This happened just across the water from me last night : a cliff face collapsed onto the Sea-to-Sky highway and the rail line between Vancouver and Whistler.
75 meters of what will be the route to the 2010 Olympic Games is buried in rubble 10 meters deep and will take at least five days to remove.
We must have heard it but as there has been blasting over there every night between midnight and 2am for weeks now, no one would have thought much about it. I wonder if all that blasting had anything to do with loosening that cliff face? In addition to the earthquake in California yesterday, another one in Port Townsend today, and the fact it rained all day yesterday for the first time in weeks. But about all that blasting and road construction ...
2010 Games boosters were immediately on damage control :
"This is an area that was not touched by the improvements that we're making."
"The area where the slide occurred is not part of the $600-million Sea to Sky Highway Improvement Project, so it has not been worked on recently by construction crews."That's $775 million, actually, guys, with blasting on that mountainside every single night.
"There's no need to worry about a similar incident during the 2010 Winter Olympics. I'm very confident we'll have a situation in place to deal with these things," he said. "We will have contingency plans."

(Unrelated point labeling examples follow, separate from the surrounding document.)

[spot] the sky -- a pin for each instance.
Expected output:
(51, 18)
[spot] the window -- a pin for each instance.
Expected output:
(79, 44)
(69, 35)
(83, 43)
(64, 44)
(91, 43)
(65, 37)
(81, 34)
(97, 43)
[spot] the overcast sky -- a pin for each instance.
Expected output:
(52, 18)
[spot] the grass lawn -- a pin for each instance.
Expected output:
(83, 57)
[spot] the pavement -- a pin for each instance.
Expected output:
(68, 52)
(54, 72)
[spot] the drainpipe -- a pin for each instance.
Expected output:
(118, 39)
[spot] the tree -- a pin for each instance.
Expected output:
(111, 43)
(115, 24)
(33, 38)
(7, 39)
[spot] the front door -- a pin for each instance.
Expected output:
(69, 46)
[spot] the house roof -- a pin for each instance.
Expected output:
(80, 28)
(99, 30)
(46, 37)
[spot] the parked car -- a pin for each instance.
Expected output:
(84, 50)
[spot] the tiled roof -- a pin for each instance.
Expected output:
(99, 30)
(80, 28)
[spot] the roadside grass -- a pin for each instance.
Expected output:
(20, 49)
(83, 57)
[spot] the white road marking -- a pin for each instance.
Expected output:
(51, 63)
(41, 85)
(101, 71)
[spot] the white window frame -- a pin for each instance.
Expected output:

Colin Hansen, minister responsible for the Games :
"It's one of the reasons there are two separate athletes' villages -- one in Whistler and one in Vancouver."
"A slide during the Olympics would not ruin the games."Yeah but it could totally ruin the day of anyone caught under 1600 cubic metres of rubble, couldn't it, Irene?

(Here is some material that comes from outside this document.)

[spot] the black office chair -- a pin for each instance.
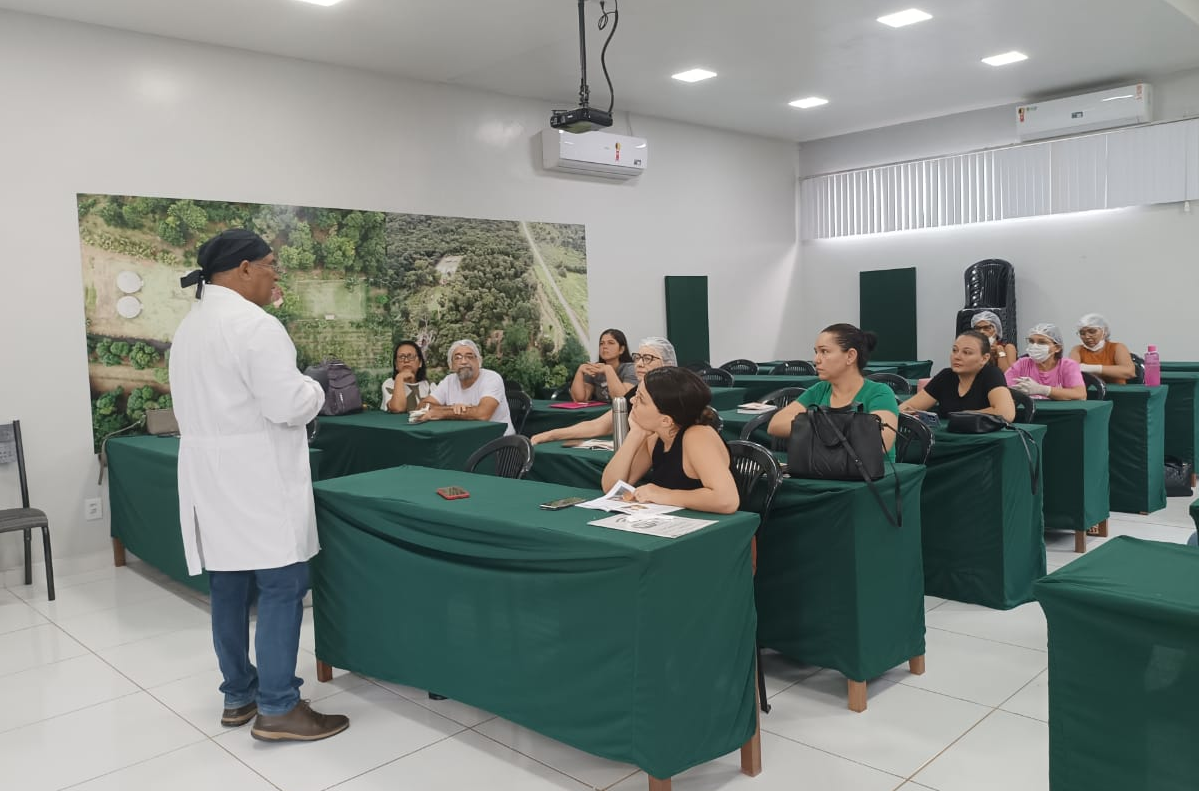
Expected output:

"To mitigate any short-term transportation challenges between Vancouver and Whistler, athletes, officials, and the majority of personnel required to stage an Olympic or Paralympic event in Whistler will be housed in the Whistler area, so events will proceed on schedule."
Well, events proceeding on schedule is the most important thing about a rockslide I guess.

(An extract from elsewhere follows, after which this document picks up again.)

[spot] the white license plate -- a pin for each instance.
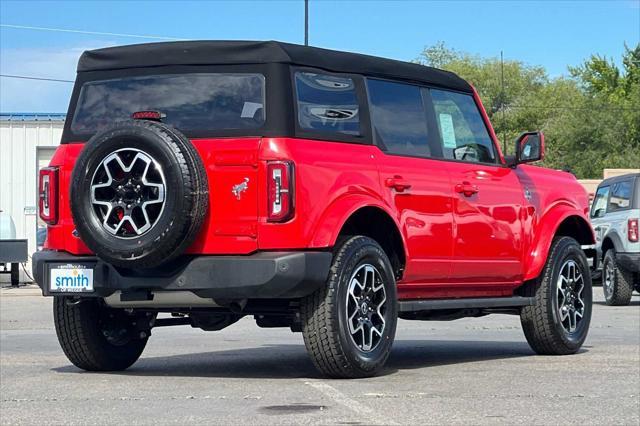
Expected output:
(71, 279)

And 'short term transportation challenges'?
You mean like the bus driver who thankfully had the wit to floor it out of there as the rockslide smashed into his bus?
So far no one has been reported trapped in the slide - the dog patrols are out sniffing now - but this is a notoriously dangerous highway : 14 major landslides in the last century, with 19 deaths and over 800 accidents in the last five years alone. A rock slide in 1996 was 60,000 cubic meters and another in 1990 took two weeks to clear.
Well you know I'm not a huge fan of the two week Five Ring Circus urban renewal project and I'm bound to be crabby about this so let's hear from a professional - geologist Colin Smith with Vancouver-based Fundamental Research Corp :
"The Sea to Sky Highway route in the Porteau Cove area is one of the worst possible places to build a road. In fact, Tuesday's slide near Porteau Cove may have weakened surrounding rock structures to the point of making a future slide in the same area more likely."but, but, but ... Transportation Minister Kevin Falcon said, "There's going to be a lot of rock-bolting ... and we will have all the contingencies and eventualities in place."
Colin Smith :
"I don't think rock-bolting really would have done a whole lot," he said.
"Over time there's not a whole lot you can do, especially when you exploit the weakness by undercutting the structure with the road."
Oh look, here's Crebo, spokesman for the Transport Ministry again :
"The slide was "nowhere near" roadwork on the highway."
Meanwhile 15,000 to 20,000 people are stranded in what the papers have taken to calling "the affluent alpine village of Whistler" for the next five days.
Now what was that again about "an imaginative combination of road, rail, marine and air" options in our bid for the Olympics again?